GLLS2007: What Librarians Need to Know about Games, Media Literacy, and Participatory Culture

Here are my notes, with a few reflections, from Henry Jenkins keynote speech:

It is not about games or books, it's about engaging students, children with the media. The build up of this knowledge and personal connection with culture and media is the core of participatory culture.

How can we as educators tap that excitement and commitment of the culture and turning it and applying it for education?

Jenkins contributes an educational political game for starting him thinking about gaming's connection to education in the fall of 1996. Jenkins' Games to Teach program at MIT wants to start changing the way people think, one librarian, parent, school at at time. Jenkins references Squire's work with Civilization. Talking about process and video game strength in teaching and sharing in that process.

These comment remind me of Matthew Weise's (who started at MIT) comments about games able to teach process. Games that focus on content and specific facts do not engage students as well as those the focus on process... and the content comes through the experience.

Education Arcade is working with NBC for iCue, a partnerships with gaming, news, and education. "Is it more like a spelling bee, or Scrabble?" The focus is on serious gaming, that include a variety of input sources (readings, discussion, reflection). Jenkins stated that the Education Arcade is focused on "what play means as an alternative source of learning. "

His slides include the of results from a MacArthur Foundation report, the quote is from
New London Group, "A Pedagogy of Multiliteracies"

"If it were posible to define generally the mision of education, it could be said that its fundametal purpose is to ensure that all students benefit from learning in ways that allow them to participate fully in public, community, and economic life."
The amount of time with screen media is not the real concern, the real concern is the level of engagement with that screen media.
How can we get kids to change the way they relate to it, and how can we use and apply this at the college level?
57 percent of teens would be media creators. Urban are the most likely to be ones doing this, then rural, then suburban. 22% have home pages. 43% do not... What is this gap?
Librarians can play a role in closing this gap.


Participatory culture helps to address this gap :
  • Low barriers to expression and engagement
  • kind of informal mentorship
  • Members feel that contributions matter
  • degree of social connection between members
The Participation Gap:
This is more than just the "digital divide" not just with and without access. We've wired our spaces, NOW WHAT?! The idea of "always on" versus those with limited access (home, school, libraries) creates a drastically different experience for users.

Students with constant access look at research as a process, have time to look for creditiblity. Those with limited access are getting in and getting out, less evaluation because they don't have time. What are the components of this gap? And how do we, as librarians battle the gap?

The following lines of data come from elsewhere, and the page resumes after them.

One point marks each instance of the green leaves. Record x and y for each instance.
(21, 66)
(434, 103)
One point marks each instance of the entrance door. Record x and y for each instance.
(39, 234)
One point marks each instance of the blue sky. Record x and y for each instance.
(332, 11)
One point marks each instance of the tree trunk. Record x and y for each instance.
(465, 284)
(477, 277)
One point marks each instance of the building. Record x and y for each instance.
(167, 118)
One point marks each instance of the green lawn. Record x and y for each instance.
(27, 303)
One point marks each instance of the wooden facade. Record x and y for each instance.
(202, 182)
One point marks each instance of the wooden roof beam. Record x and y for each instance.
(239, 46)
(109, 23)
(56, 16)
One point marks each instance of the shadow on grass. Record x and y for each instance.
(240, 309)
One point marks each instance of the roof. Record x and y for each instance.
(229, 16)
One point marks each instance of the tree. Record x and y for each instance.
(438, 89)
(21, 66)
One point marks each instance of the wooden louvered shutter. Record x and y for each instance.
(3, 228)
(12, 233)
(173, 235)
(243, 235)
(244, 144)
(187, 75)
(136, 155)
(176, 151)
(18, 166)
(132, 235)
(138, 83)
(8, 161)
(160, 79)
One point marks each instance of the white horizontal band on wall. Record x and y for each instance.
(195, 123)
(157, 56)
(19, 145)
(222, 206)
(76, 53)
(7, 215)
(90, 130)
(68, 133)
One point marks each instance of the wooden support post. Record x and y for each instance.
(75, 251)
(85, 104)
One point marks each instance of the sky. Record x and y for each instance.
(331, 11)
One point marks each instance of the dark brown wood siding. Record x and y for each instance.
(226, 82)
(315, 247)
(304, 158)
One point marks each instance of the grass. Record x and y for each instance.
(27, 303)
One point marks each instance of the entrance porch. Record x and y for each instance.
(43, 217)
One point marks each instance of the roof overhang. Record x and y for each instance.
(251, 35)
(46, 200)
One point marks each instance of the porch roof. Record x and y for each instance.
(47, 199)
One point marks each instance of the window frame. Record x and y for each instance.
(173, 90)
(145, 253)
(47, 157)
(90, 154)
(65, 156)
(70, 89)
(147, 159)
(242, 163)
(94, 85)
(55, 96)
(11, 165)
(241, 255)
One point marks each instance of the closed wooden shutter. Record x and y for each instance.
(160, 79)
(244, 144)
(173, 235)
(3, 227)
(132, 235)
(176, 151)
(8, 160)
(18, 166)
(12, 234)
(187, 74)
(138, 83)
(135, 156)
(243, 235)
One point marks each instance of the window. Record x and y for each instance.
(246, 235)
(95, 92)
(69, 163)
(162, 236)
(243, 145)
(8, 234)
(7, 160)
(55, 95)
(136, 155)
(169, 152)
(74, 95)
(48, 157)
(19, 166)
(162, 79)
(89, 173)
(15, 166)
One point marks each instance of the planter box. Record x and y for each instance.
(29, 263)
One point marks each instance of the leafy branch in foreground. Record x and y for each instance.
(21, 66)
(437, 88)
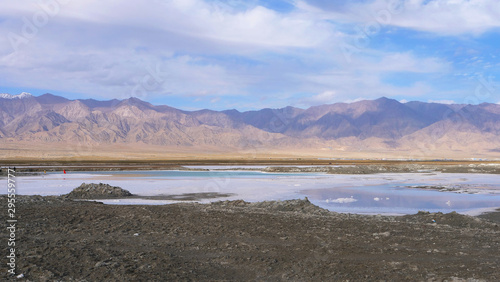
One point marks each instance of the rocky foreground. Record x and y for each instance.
(62, 239)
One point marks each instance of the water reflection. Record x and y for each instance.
(394, 199)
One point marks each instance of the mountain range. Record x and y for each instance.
(382, 127)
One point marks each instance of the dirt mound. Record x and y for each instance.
(452, 219)
(300, 206)
(97, 191)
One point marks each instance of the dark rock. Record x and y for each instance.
(97, 191)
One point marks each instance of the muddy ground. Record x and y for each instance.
(62, 239)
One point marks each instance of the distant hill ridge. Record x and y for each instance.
(381, 124)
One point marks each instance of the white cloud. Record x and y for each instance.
(209, 49)
(438, 16)
(447, 102)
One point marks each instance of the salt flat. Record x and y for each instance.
(386, 193)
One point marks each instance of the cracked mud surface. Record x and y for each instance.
(61, 239)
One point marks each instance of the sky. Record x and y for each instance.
(245, 55)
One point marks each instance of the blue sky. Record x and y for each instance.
(194, 54)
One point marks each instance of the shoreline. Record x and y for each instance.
(233, 240)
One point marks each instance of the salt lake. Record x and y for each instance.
(364, 194)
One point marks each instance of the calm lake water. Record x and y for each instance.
(372, 194)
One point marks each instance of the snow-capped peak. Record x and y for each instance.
(18, 96)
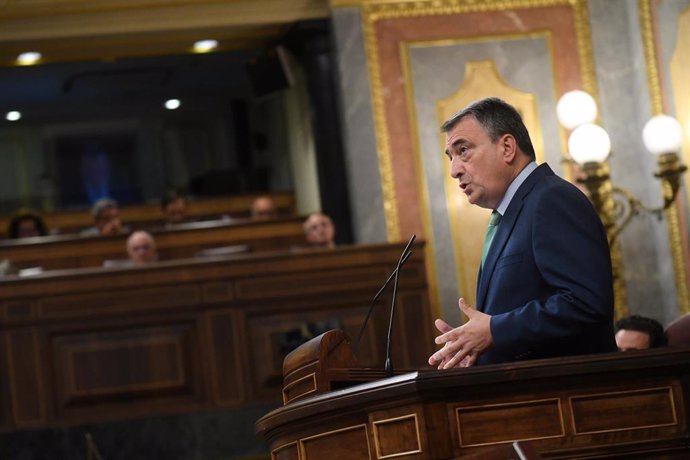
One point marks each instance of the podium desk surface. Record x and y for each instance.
(615, 405)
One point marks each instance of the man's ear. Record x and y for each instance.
(509, 148)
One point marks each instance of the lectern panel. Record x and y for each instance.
(622, 411)
(351, 443)
(397, 436)
(539, 419)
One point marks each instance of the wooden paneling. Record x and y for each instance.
(186, 240)
(350, 443)
(25, 377)
(150, 215)
(623, 410)
(122, 364)
(615, 405)
(89, 345)
(520, 421)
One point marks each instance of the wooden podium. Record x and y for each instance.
(617, 405)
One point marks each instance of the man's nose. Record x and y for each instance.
(456, 168)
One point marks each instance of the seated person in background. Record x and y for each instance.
(25, 224)
(319, 231)
(141, 248)
(637, 332)
(174, 207)
(106, 218)
(263, 208)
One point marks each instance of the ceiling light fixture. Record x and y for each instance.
(13, 115)
(172, 104)
(204, 46)
(29, 58)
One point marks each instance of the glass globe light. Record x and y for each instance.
(576, 108)
(589, 142)
(662, 134)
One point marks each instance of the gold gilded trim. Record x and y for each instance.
(390, 209)
(276, 451)
(392, 420)
(429, 249)
(656, 101)
(482, 79)
(287, 388)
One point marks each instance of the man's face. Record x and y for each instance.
(263, 209)
(319, 230)
(108, 220)
(627, 339)
(141, 249)
(477, 163)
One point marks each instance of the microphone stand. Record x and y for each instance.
(406, 255)
(388, 366)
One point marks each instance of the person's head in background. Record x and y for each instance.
(319, 231)
(25, 224)
(637, 332)
(174, 207)
(141, 248)
(106, 216)
(263, 208)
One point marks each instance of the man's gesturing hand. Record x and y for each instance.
(462, 345)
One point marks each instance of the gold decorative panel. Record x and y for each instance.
(680, 63)
(676, 224)
(397, 436)
(351, 443)
(468, 222)
(392, 30)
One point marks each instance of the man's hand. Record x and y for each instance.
(462, 345)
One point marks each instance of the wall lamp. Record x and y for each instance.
(589, 146)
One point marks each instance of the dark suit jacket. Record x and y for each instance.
(547, 278)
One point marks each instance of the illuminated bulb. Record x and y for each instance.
(172, 104)
(13, 115)
(576, 108)
(29, 58)
(204, 46)
(589, 142)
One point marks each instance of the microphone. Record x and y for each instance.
(403, 258)
(388, 366)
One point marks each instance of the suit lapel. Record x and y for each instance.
(503, 232)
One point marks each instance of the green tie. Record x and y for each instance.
(490, 232)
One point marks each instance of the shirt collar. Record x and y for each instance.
(514, 186)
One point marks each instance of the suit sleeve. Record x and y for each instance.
(573, 266)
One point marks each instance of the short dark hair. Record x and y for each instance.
(497, 117)
(22, 215)
(169, 196)
(657, 336)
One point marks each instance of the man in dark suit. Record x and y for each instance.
(545, 285)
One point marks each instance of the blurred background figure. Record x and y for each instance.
(26, 223)
(637, 332)
(174, 207)
(106, 218)
(263, 208)
(319, 231)
(141, 248)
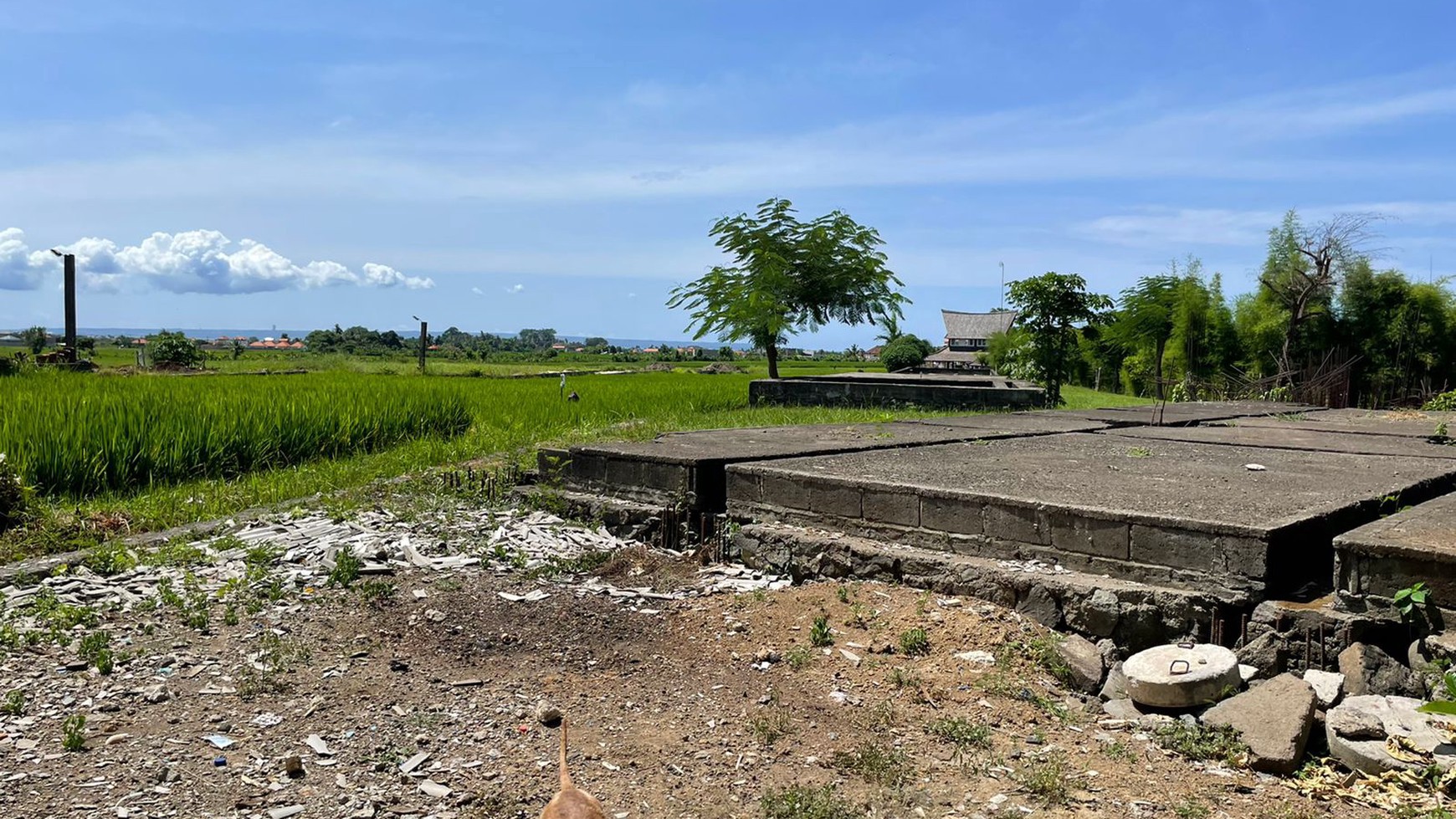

Jenkins talked about a few of the problems and provided avenues to address these problems.
  1. The Transparency Problem:
    1. How games can translate to learning and content. Need media literacy to get them to think critically.
  2. The Ethics Problem:
    1. Blogging participation hits it first peak at 17&18 years old. Without the ethics that come from a school newspaper
How do we address and meet these problems? Everyone, parents, culture, schools, libraries all play a role?

Students Need:
  • traditional print literacy
  • research skills, how to read, understand and "get under the hood"
  • technical skills
  • media literacy

We can help supply these needs and deal with these problems through:
  • Play: the capacity to experiment with your surroundings as a form of problem solving, basic scientific method in an area where it is okay to try and fail
  • Simulation: the ability to interpret and construct dynamic models of real world processes, changing variables to see impact
  • Performance: the ability to to adopt alternative identities for the purpose of improvization and discovery, letting student/player get into character, collected information for variety of sources outside of the game, Revolution example
  • Appropriation: the ability to meaningfully sample and remix media content, remixing is a skill that has shaped human history, not to shy aware from it, but do it constructively
  • Multitasking: the ability to scan one's environment an shift focus onto salient details on an ad hoc basis, arcadia - playing 4 games at once
  • Distributed Cognition: the ability to interact meaningfully with tools which expand our mental capacities, William Shaffer's
  • Collective Intelligence: the ability to pool knowledge and compare notes with others towards a common goal; alternative reality game as example, designed to bring large people together to pool knowledge
  • Judgment: the ability to evaluate the reliability and credibility of different sources
  • Transmedia Navigation: the ability to deal with flow of stories and information across multiple modalities; ie: Pokemon
  • Networking: the ability to search for, synthesize, and disseminate information, Lost Darma mapping
  • Negotiation: the ability to travel across diverse communities, discerning and respecting multiple perspectives ad grasping and following alternative sets of norms, not just respecting diversity but valuing it

Project NML helped develop the withpaper on these problems and potential solutions; resources available at projectnml.org

How can we as academic libraries address these problems that Jenkins discusses. Can we incorporate the aspects he discusses in order to reach our students and the coming generation.

Henry Jenkins made the point that for libraries & librarians it is more important to understand how games work and to encourage and use in education, more so than just adding games.

We need to know why we want to use and be involved gaming. Then through the application of Jenkins' suggestions we can work to create a more participatory culture in our libraries, campuses, and with our students.